The 2015 Dietary Guidelines Advisory Committee (DGAC) said this about dietary cholesterol.
Cholesterol. Previously, the Dietary Guidelines for Americans recommended that cholesterol intake be limited to no more than 300 mg/day. The 2015 DGAC will not bring forward this recommendation because available evidence shows no appreciable relationship between consumption of dietary cholesterol and serum cholesterol, consistent with the conclusions of the AHA/ACC report.2,35. Cholesterol is not a nutrient of concern for overconsumption.
The DGAC based its unconcern about dietary cholesterol on two references:
2. Eckel RH, Jakicic JM, Ard JD, de Jesus JM, Houston Miller N, Hubbard VS, et al. 2013 AHA/ACC guideline on lifestyle management to reduce cardiovascular risk: a report of the American College of Cardiology/American Heart Association Task Force on Practice Guidelines. Circulation. 2014;129(25 Suppl 2):S76-99. PMID: 24222015. Its conclusion:
There is insufficient evidence to determine whether lowering dietary cholesterol reduces LDL–C.
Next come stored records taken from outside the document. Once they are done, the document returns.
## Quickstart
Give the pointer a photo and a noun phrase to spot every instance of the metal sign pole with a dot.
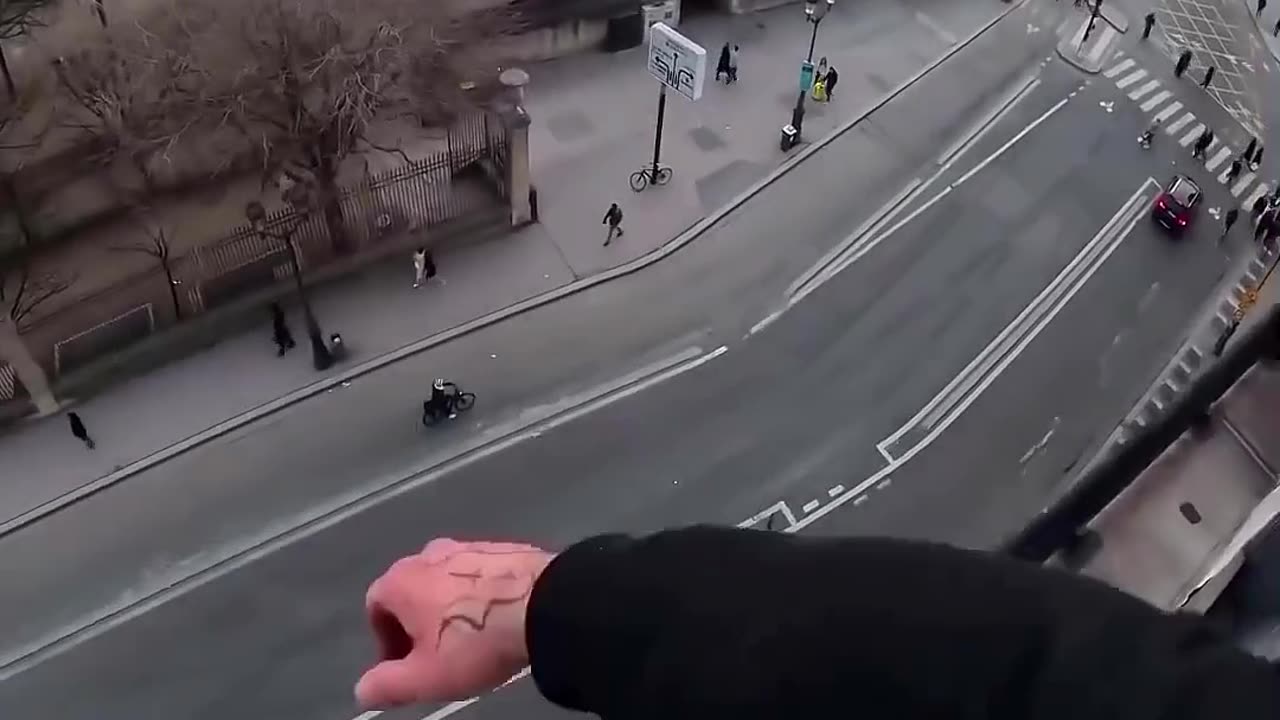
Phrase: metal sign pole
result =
(657, 135)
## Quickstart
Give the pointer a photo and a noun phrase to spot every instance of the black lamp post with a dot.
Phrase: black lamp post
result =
(320, 355)
(814, 12)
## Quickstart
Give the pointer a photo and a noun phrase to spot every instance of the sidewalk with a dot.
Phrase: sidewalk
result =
(1267, 23)
(593, 126)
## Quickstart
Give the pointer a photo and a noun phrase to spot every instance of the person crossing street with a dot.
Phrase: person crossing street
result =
(1228, 222)
(613, 218)
(1184, 62)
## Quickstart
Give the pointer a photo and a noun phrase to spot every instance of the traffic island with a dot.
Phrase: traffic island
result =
(1089, 46)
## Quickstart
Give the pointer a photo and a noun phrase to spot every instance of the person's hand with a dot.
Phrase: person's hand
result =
(449, 621)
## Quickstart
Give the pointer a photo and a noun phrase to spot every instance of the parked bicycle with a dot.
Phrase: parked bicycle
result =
(647, 176)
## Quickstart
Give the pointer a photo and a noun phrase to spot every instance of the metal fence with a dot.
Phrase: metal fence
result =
(414, 196)
(8, 383)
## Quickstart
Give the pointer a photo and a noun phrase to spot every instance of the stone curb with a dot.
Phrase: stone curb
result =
(662, 253)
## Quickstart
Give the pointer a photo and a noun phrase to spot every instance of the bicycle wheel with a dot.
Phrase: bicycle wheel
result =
(639, 181)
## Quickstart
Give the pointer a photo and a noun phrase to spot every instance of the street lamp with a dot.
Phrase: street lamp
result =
(814, 12)
(320, 355)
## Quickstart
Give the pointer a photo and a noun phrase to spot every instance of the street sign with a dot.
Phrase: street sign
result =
(805, 77)
(676, 62)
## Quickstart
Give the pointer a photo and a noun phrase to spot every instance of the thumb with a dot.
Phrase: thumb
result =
(393, 683)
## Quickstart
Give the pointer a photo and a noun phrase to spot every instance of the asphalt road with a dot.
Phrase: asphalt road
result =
(791, 413)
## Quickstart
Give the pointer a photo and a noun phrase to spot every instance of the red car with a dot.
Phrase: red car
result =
(1176, 203)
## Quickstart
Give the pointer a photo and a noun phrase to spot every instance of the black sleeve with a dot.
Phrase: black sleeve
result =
(709, 623)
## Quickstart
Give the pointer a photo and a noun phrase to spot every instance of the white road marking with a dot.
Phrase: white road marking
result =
(865, 245)
(1192, 135)
(853, 493)
(1243, 183)
(766, 322)
(1169, 113)
(1219, 158)
(455, 706)
(1130, 78)
(1018, 335)
(360, 500)
(1119, 68)
(867, 235)
(1253, 196)
(1144, 89)
(1155, 100)
(777, 507)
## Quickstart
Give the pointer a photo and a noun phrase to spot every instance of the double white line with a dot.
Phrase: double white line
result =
(965, 387)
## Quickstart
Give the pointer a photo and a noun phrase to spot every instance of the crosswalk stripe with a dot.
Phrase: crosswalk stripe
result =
(1180, 123)
(1217, 159)
(1124, 65)
(1155, 100)
(1192, 135)
(1130, 78)
(1169, 112)
(1144, 89)
(1253, 196)
(1239, 187)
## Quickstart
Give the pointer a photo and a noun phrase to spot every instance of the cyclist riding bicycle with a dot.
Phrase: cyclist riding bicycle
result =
(440, 402)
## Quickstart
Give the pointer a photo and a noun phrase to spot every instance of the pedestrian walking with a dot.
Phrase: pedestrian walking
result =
(832, 78)
(1265, 226)
(80, 431)
(280, 331)
(1249, 150)
(1228, 222)
(419, 267)
(1233, 173)
(1184, 62)
(613, 218)
(1202, 144)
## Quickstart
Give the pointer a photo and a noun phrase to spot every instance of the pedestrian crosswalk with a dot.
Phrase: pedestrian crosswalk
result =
(1180, 123)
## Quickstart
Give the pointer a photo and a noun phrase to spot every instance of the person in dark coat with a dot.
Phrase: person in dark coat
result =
(1184, 62)
(832, 78)
(80, 431)
(280, 331)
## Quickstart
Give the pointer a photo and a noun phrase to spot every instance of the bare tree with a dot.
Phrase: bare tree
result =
(133, 95)
(156, 245)
(17, 18)
(306, 80)
(23, 290)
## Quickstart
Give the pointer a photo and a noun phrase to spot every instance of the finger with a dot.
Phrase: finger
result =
(394, 683)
35. Shin JY, Xun P, Nakamura Y, He K. Egg consumption in relation to risk of cardiovascular disease and diabetes: a systematic review and meta-analysis. Am J Clin Nutr. 2013;98(1):146-59. PMID: 23676423. This study, which was also independently funded, concluded:
compared with those who never consume eggs, those who eat 1 egg per day or more are 42% more likely to develop type 2 diabetes. Among diabetic patients, frequent egg consumers (ie, > 1 egg/d) are 69% more likely to have CVD comorbidity…This meta-analysis suggests that egg consumption is not associated with the risk of CVD and cardiac mortality in the general population. However, egg consumption may be associated with an increased incidence of type 2 diabetes among the general population and CVD comorbidity among diabetic patients.
Were these references based largely on studies funded by the egg industry? If so, PCRM is correct in arguing that the question of egg consumption and blood cholesterol levels merits much closer scrutiny and analysis than it is currently receiving.
What does a study funded by the egg industry look like? Here are two one from my recent collection:
The effect of a high-egg diet on cardiovascular risk factors in people with type 2 diabetes: the Diabetes and Egg (DIABEGG) study—a 3-mo randomized controlled trial, by Nicholas R Fuller, Ian D Caterson, Amanda Sainsbury, Gareth Denyer, Mackenzie Fong, James Gerofi, Katherine Baqleh, Kathryn H Williams, Namson S Lau, and Tania P Markovic. Am J Clin Nutr 2015; 101:705-713.
- Conclusion: High egg consumption did not have an adverse effect on the lipid profile of people with T2D [type 2 diabetes] in the context of increased MUFA [monounsaturated fatty acid] and PUFA [polyunsaturated fatty acid] consumption. This study suggests that a high-egg diet can be included safely as part of the dietary management of T2D, and it may provide greater satiety.
- Sponsor: Australian Egg Corporation
Dietary cholesterol and cardiovascular disease: a systematic review and meta-analysis. Berger, S., Raman, G., Vishwanathan, R., Jacques, P.F., Johnson, E.J., 2015. Am J Clin Nutr ajcn100305. doi:10.3945/ajcn.114.100305. Am J Clin Nutr August 2015
vol. 102 no. 2 276-294
- Conclusion: Reviewed studies were heterogeneous and lacked the methodologic rigor to draw any conclusions regarding the effects of dietary cholesterol on CVD risk. [Implication: suggestions that eggs might raise cardiovascular risk are unwarranted]
- Sponsor: Supported by USDA agreement 1950-51000-073 and the American Egg Board, Egg Nutrition Center. The funders did not have a role in the study selection, quality assessment, data synthesis, or manuscript preparation.